The IUP speech-language pathology simulation laboratory in Davis Hall.

Utilizing available space inside Davis Hall, speech-language pathology faculty members Lori Lombard and Erin Clark transformed 150 square feet of space, previously a computer lab, into an innovative, acute-care simulation laboratory for use solely by speech-language pathology students. While designing the lab, faculty members made an effort to incorporate some basic features that provide a more realistic experience for students: a curtain to be pulled for privacy, a sink for handwashing, and a gloving station. 

Kevin, a half-torso, static manikin, is used by students for practicing procedures.

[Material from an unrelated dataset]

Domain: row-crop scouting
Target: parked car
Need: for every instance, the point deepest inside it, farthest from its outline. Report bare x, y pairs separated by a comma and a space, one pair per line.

Faculty members Lori Lombard and Erin Clark stuffed pantyhose with cotton balls to simulate legs.
Kevin, a static manikin without legs, saved the program $78,000.

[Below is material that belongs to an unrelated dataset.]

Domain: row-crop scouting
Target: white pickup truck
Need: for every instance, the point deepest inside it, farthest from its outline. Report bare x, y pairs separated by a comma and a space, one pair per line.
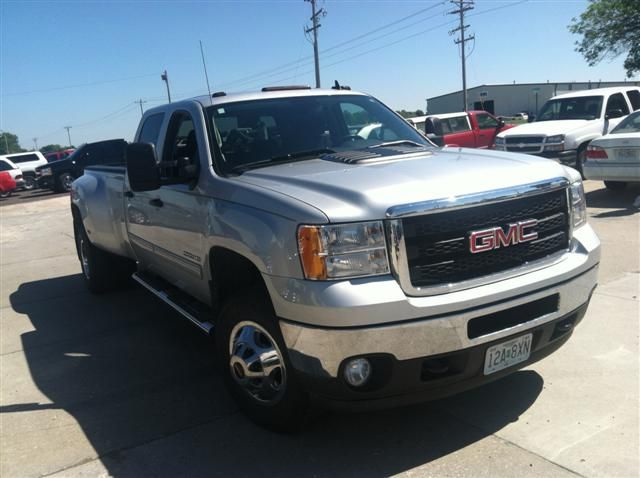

Kevin, as he’s affectionately called by students, is a half-manikin, because speech and language students are focused on the head and neck area. Purchasing a half-torso, static manikin and stuffing pantyhose with cotton balls to simulate legs under the bedsheet saved the program $78,000. 

Students and faculty members get the look and feel of a real hospital room, with images of procedures projected onto monitors.

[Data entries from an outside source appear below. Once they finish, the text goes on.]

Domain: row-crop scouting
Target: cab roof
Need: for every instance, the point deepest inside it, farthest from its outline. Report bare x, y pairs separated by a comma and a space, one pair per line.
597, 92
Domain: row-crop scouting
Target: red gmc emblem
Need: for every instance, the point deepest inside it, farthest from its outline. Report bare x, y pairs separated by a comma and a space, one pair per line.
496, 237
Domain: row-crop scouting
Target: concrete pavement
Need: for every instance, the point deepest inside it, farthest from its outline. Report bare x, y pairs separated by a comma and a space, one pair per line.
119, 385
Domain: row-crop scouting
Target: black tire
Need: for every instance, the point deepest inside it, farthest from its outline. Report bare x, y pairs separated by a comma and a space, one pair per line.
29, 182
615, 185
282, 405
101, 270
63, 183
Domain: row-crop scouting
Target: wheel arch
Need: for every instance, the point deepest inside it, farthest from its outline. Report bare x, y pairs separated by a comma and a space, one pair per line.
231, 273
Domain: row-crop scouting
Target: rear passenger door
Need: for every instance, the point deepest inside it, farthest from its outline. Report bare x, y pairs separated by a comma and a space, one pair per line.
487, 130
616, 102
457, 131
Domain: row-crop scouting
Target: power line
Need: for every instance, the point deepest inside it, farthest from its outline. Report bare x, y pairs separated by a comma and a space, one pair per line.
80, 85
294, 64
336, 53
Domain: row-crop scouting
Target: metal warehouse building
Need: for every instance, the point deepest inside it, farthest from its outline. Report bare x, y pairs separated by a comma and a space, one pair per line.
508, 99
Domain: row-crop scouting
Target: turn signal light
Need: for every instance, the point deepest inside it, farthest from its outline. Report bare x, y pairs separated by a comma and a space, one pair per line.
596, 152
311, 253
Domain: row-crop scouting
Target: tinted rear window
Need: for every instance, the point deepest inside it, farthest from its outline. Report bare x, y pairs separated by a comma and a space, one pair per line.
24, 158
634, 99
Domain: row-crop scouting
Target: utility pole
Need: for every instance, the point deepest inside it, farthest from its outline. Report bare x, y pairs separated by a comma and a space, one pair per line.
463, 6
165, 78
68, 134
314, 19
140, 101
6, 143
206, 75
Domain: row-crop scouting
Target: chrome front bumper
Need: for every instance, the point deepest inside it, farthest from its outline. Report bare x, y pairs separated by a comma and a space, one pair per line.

The computer monitor behind Kevin allows students to watch video clips of fluoroscopic or endoscopic swallowing evaluations for real-time clinical decision making. The technology turns what would be a typical hospital bedroom into a radiology suite for a more realistic bedside experience. In the foreground, a smaller computer monitor duplicates what students are viewing in the room and is where a faculty member would manipulate learning content. 

Kevin is outfitted with a tracheostomy, dentures, a stomach, and lungs. He can experience aspiration during a “swallow.”
Kevin is outfitted with a tracheostomy, dentures, a stomach, and lungs. He can experience aspiration during a “swallow.”

Kevin, a light-skinned, male static manikin, is wearing a hospital gown and is outfitted with a tracheostomy, dentures, a stomach, and lungs. He can experience aspiration during a “swallow.” Lombard and Clark noted in their research that the low-cost, half-torso manikin is offered only in light skin. Other options for skin color and facial features are available with more expensive, full-sized manikins and should be considered to offer a diverse learning experience for students. 

Lombard and Clark are hoping to raise funds to purchase another three manikins and corresponding equipment to allow more students to get experience in the simulation lab.
In designing the lab, faculty members made an effort to incorporate certain features, such as a curtain to be pulled for privacy, that provide a more realistic experience for students.

The current one-bed simulation laboratory was established in 2018 and housed its first acute-care simulation course for IUP graduate students in speech-language pathology in 2019. While the current lab provides necessary clinical contact hours required for certification, only the student participating in the hands-on lesson can count the hours. Lombard and Clark are looking to expand the lab to a four-bed facility, allowing more students to get necessary training hours during a clinical simulation. The estimated cost to purchase beds, manikins, computers, and monitors with control stations and to outfit the classroom is estimated at $35,000.